Do We Need To Involve Any Other Professionals Or Experts In Our High Net Worth Divorce Case Such As Real Estate Attorneys, Business Attorneys Or Tax Experts?
It depends on the circumstances of your specific case. If you have multiple real properties or income-producing property, a real estate attorney or a realtor specializing in that particular type of real property can help to value it, especially if it’s an income-producing asset that has a cash flow. That is going to look different than simply the sales price of the property. The same principle applies to tax and other professionals. There is a time and a place to use each of these individuals and their expertise. For example, suppose there are potential transfers from one spouse to another, a business divided between the spouses, or one spouse wants to keep a business, and the other one doesn’t. You may need a business valuation expert or even a business broker to assist in establishing the value of that business and the circumstances under which it would be transferred to the other party.
How Will Assets Be Divided In A High Asset Or High Net Worth Divorce?
Florida is an equitable distribution state, which means that assets and liabilities acquired during the marriage are distributed fairly between the parties, not necessarily equally. However, we typically start from a presumption of a fifty-fifty split of assets and liabilities to be fair. There can be many reasons why a fifty-fifty split may not be appropriate. There are many reasons why a party might agree to a different distribution of assets other than fifty-fifty because maybe they want to be finished with the divorce faster, so they’re willing to take a lower percentage of assets.
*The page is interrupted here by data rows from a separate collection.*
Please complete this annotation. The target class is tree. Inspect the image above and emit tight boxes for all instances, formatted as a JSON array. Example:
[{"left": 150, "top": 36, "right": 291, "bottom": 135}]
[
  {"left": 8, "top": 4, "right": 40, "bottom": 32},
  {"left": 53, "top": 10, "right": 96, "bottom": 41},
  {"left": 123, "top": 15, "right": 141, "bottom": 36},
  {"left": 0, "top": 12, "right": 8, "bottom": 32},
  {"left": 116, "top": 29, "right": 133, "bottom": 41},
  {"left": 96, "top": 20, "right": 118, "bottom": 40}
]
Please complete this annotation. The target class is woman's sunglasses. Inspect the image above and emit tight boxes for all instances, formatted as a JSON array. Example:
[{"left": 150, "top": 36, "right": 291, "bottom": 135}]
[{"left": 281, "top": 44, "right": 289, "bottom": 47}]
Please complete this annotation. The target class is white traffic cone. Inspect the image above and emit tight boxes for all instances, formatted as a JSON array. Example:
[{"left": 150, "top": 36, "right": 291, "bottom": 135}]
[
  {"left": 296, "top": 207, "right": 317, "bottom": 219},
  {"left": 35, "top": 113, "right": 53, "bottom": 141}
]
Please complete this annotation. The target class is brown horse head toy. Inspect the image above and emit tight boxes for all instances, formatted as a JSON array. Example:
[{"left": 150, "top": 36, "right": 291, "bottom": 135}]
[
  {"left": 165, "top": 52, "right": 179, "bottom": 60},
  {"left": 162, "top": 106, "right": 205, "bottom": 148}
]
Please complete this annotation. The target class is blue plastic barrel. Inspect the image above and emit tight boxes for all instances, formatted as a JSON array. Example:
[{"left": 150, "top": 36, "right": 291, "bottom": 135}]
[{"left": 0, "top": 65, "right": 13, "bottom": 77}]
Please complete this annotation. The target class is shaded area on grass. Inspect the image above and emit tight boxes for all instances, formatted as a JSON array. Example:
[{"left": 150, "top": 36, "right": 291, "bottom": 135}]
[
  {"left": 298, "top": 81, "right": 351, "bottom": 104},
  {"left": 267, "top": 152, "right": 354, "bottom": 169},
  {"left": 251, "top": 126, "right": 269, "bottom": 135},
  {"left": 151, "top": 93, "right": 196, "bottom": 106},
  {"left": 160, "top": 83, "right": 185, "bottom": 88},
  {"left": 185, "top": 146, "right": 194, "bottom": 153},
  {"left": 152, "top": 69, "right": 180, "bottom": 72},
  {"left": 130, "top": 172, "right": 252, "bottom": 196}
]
Perhaps they made extraordinary contributions to the marriage and the acquisition of marital assets, in which case, that spouse may feel like they deserve more than 50% of the matrimonial assets.
The parties can agree to a distribution typically when the case comes before the judge. The judge is going to start from a fifty-fifty distribution and work from there.
How Important Is The Filing Date In Regards To Separating Our Assets In A High Asset Divorce?
The filing date of the Petition for Dissolution of Marriage is critical in establishing the identification of marital assets and liabilities in a divorce. The filing date acts as a cut off for the creation of marital assets or marital liabilities, and it is the date the court uses to distinguish marital assets and liabilities from non-marital assets and liabilities. However, the valuation date for marital assets and liabilities can vary. It could be the date of separation, the date of filing itself, the date of mediation, the date of the final hearing, or some other date. The filing date is also used to determine the length of the marriage, and that is a factor for alimony in the state of Florida.
I Own A Business, How Will That Impact My High Asset Divorce Case?
Parties who own a business are required by Florida law to provide specific financial information about that business to the other party, especially if the business is a marital asset or an asset in dispute in the divorce. One of the ways it impacts your high-net worth divorce is that you will have to provide more documents to the opposing party. That may include tax returns, general ledgers, payroll records, or expense records for the business. That can be a little bit touchy, especially if there are other business owners who are not the husband and wife, such as partners or other shareholders.
How Is Debt Divided In A High Asset Divorce?
Debt is typically divided similarly to assets in a high net worth divorce. Equitable distribution takes into consideration both the assets and liabilities or debts of the parties. Marital debts include those acquired from the date the parties got married until the date that one party files a petition for dissolution of marriage. Typically, one party may take an asset that is also encumbered by debt. For example, one party might want to keep the marital home, in which case, he or she would typically also take the mortgage that goes with it. The same thing applies to vehicles. One party may want to retain their car, in which case they would also typically take the debt that goes with that car.
If My Spouse Owns A Business, Can I Be Protected From His Or Her Business Debt When Divorcing?
The answer to that question is going to be dictated by the corporate structure of the business. Most people who are engaging in business have chosen a corporate structure such as a sole proprietorship, partnership, an LLC, or a corporation. The choice of corporate form can be used to shield the business owner from personal liability. If that’s the case in your high net worth divorce, then most likely, you and your spouse may already be protected from personal liability for those debts. However, if you have signed a personal guarantee for business debts, you may still be held liable to the guarantor or the lender for that personal guarantee. Sole proprietorships and partnerships may have different rules regarding shielding the owners from liability. The use of indemnification language in a settlement agreement may also be used to shield one spouse from business or other debts.